Seven years after auction house Sotheby’s real estate brokerage arm landed in India, arch rival Christie’s has followed suit. The famed auction house’s realty division, Christie’s International Real Estate, has tied up with husband-and-wife duo Himmat Singh and Rohini Chaudhri Singh in New Delhi and officially opened doors in the country earlier this year.
“We will effectively be representing Christie’s for all luxury property sales in this region,” Himmat Singh says, underscoring that the specific areas will include North India to focus on South and Central Delhi as well as holiday homes like in the hills of Kasauli. Future expansion will hinge on business growth and outlook and could include Goa, Bengaluru, and the Mumbai markets for high-end real estate, which he defines as anything valued at ₹10 crore and upwards.
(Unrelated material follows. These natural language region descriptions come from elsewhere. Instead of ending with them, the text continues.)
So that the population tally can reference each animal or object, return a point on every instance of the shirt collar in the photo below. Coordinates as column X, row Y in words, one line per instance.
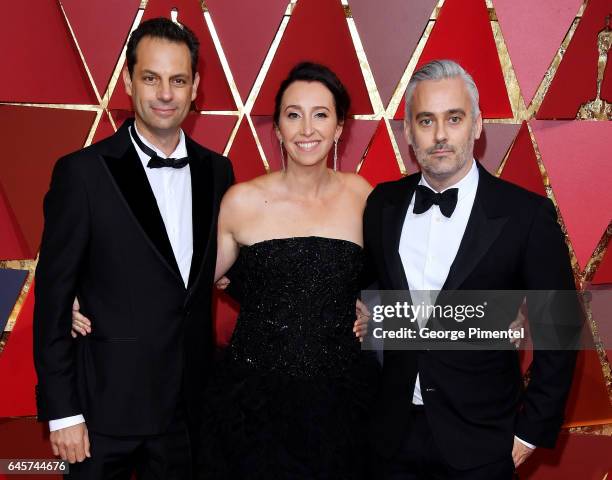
column 465, row 185
column 179, row 152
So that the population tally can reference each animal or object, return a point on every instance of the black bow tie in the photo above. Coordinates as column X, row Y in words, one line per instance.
column 426, row 197
column 156, row 161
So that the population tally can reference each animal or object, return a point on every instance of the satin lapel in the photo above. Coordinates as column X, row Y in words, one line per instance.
column 132, row 183
column 393, row 216
column 202, row 199
column 480, row 233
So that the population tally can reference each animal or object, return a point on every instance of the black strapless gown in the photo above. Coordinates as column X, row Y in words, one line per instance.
column 290, row 399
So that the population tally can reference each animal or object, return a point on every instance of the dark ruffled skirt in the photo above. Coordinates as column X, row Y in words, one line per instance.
column 270, row 425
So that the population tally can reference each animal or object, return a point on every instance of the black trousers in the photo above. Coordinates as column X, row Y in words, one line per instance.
column 166, row 456
column 420, row 459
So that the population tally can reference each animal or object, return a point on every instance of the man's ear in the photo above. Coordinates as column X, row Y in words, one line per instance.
column 478, row 126
column 407, row 132
column 196, row 82
column 127, row 80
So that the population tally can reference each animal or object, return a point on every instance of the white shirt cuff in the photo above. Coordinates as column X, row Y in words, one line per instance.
column 65, row 422
column 527, row 444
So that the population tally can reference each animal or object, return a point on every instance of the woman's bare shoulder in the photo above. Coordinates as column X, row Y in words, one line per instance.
column 248, row 195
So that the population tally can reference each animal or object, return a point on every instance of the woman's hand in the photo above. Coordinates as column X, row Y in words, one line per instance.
column 80, row 323
column 222, row 283
column 362, row 315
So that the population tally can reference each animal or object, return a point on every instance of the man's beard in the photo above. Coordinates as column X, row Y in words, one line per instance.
column 463, row 154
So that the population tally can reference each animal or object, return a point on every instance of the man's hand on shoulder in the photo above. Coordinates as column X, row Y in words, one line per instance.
column 520, row 452
column 71, row 443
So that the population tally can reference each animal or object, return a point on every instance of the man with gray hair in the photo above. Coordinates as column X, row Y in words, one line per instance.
column 462, row 414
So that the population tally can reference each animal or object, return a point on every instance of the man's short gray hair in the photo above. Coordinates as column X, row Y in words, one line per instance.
column 438, row 70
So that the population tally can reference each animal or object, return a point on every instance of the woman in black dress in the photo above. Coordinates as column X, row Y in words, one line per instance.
column 291, row 397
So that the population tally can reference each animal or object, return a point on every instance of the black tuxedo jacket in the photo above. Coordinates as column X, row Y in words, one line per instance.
column 105, row 242
column 474, row 400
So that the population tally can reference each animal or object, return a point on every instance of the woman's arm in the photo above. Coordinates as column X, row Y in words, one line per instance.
column 229, row 217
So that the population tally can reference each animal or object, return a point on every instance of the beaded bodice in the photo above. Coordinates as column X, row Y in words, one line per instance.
column 298, row 306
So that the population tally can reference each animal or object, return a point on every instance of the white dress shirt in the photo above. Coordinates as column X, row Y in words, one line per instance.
column 172, row 190
column 429, row 243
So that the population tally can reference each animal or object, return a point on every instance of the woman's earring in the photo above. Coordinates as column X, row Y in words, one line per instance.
column 335, row 154
column 282, row 155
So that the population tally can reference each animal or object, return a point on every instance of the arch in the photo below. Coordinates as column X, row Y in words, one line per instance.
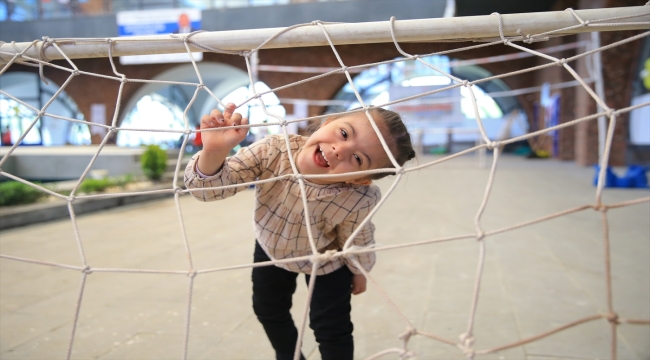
column 49, row 131
column 225, row 78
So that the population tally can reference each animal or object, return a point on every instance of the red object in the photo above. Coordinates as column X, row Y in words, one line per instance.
column 6, row 137
column 197, row 138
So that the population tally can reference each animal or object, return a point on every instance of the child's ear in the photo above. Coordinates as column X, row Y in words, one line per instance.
column 361, row 181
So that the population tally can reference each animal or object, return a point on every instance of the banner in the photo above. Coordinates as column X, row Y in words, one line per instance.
column 158, row 22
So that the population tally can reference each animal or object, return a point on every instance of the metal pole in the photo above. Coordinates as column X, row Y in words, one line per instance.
column 600, row 91
column 469, row 27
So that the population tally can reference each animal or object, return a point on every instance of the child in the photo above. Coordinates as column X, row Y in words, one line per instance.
column 337, row 206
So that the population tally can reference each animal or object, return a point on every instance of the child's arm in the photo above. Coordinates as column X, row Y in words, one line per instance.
column 365, row 238
column 358, row 284
column 217, row 144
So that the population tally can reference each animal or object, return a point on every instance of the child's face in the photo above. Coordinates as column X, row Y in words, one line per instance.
column 343, row 145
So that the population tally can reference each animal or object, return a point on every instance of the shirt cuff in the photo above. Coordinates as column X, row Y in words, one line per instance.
column 198, row 172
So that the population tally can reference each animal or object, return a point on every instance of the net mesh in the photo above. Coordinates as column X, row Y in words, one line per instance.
column 466, row 341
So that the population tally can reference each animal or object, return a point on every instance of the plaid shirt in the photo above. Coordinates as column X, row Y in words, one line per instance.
column 335, row 210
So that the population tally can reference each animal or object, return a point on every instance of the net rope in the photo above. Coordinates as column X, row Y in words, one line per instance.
column 465, row 342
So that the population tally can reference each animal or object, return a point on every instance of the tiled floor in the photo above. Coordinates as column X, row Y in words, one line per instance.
column 535, row 278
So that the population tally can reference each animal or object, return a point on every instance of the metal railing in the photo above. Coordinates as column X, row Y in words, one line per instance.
column 28, row 10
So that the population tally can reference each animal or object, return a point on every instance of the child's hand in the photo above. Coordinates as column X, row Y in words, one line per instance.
column 217, row 144
column 358, row 284
column 224, row 139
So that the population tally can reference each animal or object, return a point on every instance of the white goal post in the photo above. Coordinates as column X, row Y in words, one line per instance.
column 474, row 28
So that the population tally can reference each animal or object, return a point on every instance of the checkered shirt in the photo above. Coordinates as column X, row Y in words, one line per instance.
column 335, row 210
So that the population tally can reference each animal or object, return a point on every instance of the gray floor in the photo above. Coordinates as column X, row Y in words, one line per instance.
column 536, row 278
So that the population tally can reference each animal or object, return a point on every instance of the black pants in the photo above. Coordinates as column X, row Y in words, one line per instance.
column 329, row 313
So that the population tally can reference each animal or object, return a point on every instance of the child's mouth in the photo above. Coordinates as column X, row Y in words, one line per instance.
column 320, row 159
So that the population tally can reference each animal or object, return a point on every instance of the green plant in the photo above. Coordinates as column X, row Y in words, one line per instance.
column 17, row 193
column 96, row 185
column 153, row 162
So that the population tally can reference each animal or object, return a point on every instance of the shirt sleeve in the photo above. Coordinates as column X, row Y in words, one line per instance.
column 245, row 166
column 366, row 237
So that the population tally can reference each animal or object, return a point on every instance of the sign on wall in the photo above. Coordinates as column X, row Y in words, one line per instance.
column 158, row 22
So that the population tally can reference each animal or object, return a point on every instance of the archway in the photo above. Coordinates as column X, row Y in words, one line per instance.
column 49, row 131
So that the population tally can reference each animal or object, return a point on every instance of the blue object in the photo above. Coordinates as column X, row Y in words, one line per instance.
column 634, row 178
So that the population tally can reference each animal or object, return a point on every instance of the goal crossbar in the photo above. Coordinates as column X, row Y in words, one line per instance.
column 472, row 28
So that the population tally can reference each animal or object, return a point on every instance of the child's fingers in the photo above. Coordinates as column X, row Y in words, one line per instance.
column 236, row 119
column 244, row 121
column 229, row 110
column 207, row 121
column 217, row 117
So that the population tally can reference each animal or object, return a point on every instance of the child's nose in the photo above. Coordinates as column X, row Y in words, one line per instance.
column 339, row 150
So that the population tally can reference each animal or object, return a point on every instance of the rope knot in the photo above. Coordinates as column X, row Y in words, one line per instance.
column 408, row 333
column 612, row 318
column 327, row 256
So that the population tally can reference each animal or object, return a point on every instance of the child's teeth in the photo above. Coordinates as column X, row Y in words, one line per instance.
column 324, row 157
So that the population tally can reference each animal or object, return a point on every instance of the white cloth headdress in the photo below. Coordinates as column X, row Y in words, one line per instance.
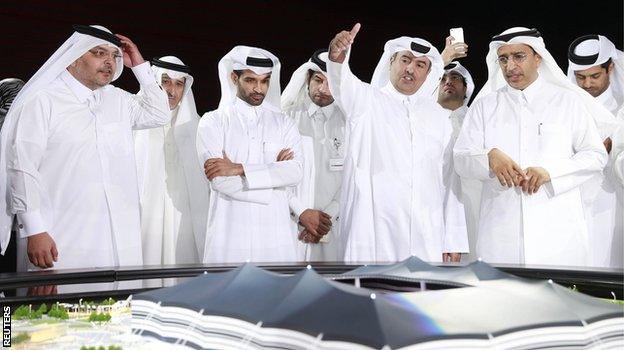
column 297, row 89
column 593, row 50
column 548, row 70
column 418, row 47
column 260, row 62
column 461, row 70
column 83, row 39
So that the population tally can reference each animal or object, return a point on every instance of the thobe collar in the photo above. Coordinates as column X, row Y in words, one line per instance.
column 327, row 111
column 395, row 94
column 81, row 92
column 530, row 93
column 607, row 99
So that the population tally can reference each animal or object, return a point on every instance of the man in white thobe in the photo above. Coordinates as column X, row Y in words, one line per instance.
column 315, row 202
column 530, row 138
column 252, row 154
column 68, row 152
column 456, row 88
column 397, row 193
column 174, row 190
column 598, row 67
Given that Sotheby’s has already been here, why has Christie’s been playing catch-up? Helena De Forton, director of regional operations for Europe, Middle East, Russia, India and Africa, Christie’s International Real Estate, admits that “India is a tough market to enter” and because of that they took their time to find a partner who was fully aligned with their values and expertise. “We did have (earlier) conversations with other partners, but they were not interesting to us.”
There are other reasons, too. Himmat Singh says there are upwards of 2,000 high-end apartments for sale in the Delhi region.
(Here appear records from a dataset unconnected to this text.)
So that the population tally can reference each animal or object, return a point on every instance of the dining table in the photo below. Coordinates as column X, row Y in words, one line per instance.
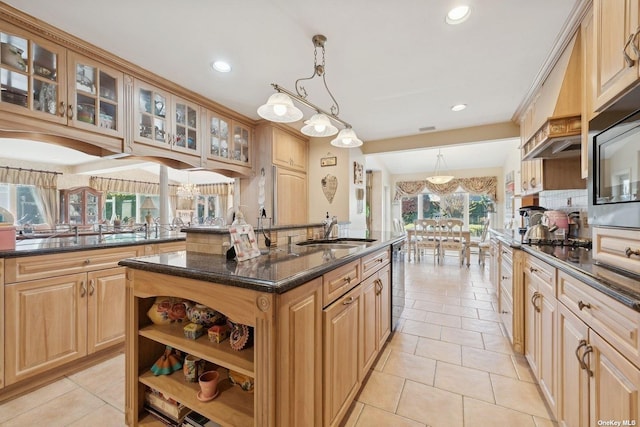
column 466, row 236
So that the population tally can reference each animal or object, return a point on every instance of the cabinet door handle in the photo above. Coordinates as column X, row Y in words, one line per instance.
column 534, row 297
column 628, row 252
column 583, row 343
column 582, row 305
column 627, row 58
column 588, row 349
column 348, row 301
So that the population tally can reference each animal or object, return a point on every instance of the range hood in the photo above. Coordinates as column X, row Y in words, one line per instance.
column 557, row 116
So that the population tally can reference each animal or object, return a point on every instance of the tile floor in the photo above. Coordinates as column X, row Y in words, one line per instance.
column 447, row 365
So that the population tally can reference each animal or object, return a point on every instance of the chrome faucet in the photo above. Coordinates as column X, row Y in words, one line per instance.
column 329, row 226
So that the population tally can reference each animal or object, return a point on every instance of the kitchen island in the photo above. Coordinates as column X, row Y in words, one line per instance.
column 320, row 314
column 63, row 303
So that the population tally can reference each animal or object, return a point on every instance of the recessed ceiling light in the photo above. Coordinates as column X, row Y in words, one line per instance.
column 458, row 15
column 221, row 66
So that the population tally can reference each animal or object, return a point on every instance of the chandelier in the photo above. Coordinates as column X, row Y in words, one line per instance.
column 280, row 108
column 188, row 190
column 439, row 174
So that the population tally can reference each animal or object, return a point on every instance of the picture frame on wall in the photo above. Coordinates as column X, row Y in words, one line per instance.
column 358, row 173
column 244, row 241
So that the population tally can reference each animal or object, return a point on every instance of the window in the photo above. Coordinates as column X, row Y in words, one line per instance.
column 23, row 202
column 472, row 208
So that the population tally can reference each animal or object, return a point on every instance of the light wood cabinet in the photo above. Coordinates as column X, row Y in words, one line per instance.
column 343, row 324
column 541, row 326
column 616, row 65
column 81, row 206
column 47, row 325
column 166, row 121
column 48, row 82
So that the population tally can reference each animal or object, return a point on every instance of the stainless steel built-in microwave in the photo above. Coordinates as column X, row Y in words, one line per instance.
column 615, row 174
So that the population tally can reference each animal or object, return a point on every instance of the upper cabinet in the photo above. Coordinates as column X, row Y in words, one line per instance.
column 615, row 31
column 229, row 141
column 45, row 81
column 166, row 121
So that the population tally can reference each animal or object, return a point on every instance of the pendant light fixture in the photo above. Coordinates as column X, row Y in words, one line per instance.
column 280, row 107
column 439, row 174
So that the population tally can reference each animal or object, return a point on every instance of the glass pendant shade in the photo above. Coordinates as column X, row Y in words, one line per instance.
column 279, row 108
column 439, row 176
column 346, row 139
column 319, row 125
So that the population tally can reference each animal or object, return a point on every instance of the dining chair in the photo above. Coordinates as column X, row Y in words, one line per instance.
column 426, row 233
column 482, row 244
column 451, row 239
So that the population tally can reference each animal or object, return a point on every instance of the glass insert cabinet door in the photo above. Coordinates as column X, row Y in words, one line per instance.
column 96, row 93
column 31, row 78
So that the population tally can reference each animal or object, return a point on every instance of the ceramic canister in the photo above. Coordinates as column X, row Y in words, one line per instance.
column 193, row 367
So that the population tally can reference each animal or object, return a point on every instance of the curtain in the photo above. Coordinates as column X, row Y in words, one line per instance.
column 477, row 185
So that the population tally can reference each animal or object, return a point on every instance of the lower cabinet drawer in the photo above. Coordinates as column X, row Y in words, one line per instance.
column 336, row 282
column 615, row 322
column 617, row 247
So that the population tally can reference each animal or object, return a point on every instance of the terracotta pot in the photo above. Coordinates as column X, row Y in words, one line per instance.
column 208, row 385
Shubhankar Dongre, co-founder of Zapkey (a Propstack company) says that the last six months have not been without action for the Delhi market. “Across Category A locations like Friends Colony, Golf Links, Shanti Niketan, Sunder Nagar, Vasant Vihar, and Anand Niketan, in the past six months or so there have been about 23 deals over ₹10 crore in value, with seven of those being over ₹20 crore.”
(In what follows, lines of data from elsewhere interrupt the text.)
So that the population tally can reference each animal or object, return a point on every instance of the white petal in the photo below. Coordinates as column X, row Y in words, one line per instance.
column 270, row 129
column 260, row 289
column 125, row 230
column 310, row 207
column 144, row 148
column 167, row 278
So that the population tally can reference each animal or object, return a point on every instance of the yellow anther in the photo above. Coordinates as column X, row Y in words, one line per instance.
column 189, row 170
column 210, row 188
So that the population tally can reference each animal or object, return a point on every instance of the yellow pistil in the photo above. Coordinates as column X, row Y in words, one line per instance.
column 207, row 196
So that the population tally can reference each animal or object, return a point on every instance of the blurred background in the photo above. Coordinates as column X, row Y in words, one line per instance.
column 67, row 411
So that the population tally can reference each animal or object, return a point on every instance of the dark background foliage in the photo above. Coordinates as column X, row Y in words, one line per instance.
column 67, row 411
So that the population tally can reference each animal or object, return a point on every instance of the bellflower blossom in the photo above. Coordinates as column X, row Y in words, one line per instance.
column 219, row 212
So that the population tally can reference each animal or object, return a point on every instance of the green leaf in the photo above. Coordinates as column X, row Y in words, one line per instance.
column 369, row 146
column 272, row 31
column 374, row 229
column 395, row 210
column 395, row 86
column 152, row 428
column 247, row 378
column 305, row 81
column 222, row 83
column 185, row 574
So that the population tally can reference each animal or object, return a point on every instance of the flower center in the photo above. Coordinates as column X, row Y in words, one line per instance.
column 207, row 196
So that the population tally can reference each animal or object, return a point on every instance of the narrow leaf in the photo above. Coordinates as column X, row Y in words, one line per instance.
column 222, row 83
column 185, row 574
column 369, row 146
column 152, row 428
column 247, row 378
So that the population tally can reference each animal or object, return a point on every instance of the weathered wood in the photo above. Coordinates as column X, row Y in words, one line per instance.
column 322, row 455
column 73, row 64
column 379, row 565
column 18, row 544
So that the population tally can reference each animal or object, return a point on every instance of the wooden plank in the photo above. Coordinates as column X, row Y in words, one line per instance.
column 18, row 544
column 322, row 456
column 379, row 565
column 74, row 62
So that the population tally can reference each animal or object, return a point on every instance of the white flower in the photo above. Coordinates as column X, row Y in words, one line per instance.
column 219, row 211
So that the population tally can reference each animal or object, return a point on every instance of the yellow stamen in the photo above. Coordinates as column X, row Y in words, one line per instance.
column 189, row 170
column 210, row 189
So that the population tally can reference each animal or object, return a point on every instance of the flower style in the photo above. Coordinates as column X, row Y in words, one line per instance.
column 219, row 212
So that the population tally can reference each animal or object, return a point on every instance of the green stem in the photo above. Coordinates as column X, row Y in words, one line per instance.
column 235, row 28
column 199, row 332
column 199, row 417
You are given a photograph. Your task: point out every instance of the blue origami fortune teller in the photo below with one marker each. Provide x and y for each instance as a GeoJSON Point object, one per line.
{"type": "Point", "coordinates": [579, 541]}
Other metros, too, have supply that Christie’s would find viable. Kamal Khetan, chairman and managing director of premium realty firm Sunteck Realty, says that across most metros—and especially in Mumbai—there’s a vibrant and growing luxury realty segment. His completed projects in Mumbai’s Bandra Kurla Complex have around 35 unsold apartments with an average value that ranges between ₹25 crore and ₹90 crore. “This piece of the industry would be well-served with reputed agents that offer premium branding and marketing capabilities,” he says.
Other luxury players agree. Adarsh Jatia—managing director of Provenance Land which built and owns the Four Seasons Hotel and Four Seasons Private Residences, and other projects in Mumbai—says that predominantly what separates regular brokerage services from brand ones is credibility and trust that’s brought on the table for both the buyer as well as the developer. “Any international brand goes through its checks and balances in terms of quality standards, service levels, and governance. Additionally, most of them also provide holistic end-to-end services like legal and administrative paperwork that are a crucial part of any deal, making them a preferred choice”, Jatia says.
Singh says that the six months after the lockdown restrictions began to be lifted the sector saw a 30% jump in the volume of deals, compared to the six months preceding the lockdown. His point is that even though the classic argument has always been that one can rent for 2% of the cost when it comes to luxury real estate, that mindset has changed with the perception that it is now key to having a bigger roof over one’s head and then figuring the rest of it out, he says.
Christie’s International Real Estate has successfully marketed high-value real estate around the world for over 30 years. Through its New York City brokerage and invitation-only Affiliate network, it has 146 partners across 48 countries and territories, and offers services to a global clientele at the luxury end of the residential property market, says De Forton.
The company has offices in London, New York City, Hong Kong, Los Angeles, Chicago, and Palm Beach, and its affiliated brokerages have recorded approximately $500 billion of real estate transactions over the last five years, officials say.
De Forton says that the Delhi office marks the fifth affiliate to be opening in Asia.
Analysts question why the well-heeled would switch real estate brokers to go with Christie’s for local purchases, but the business that Christie’s is going after is not restricted to India alone. Singh adds that Christie’s India office would also be offering outward bound investments for real estate in the western world and other markets outside of India.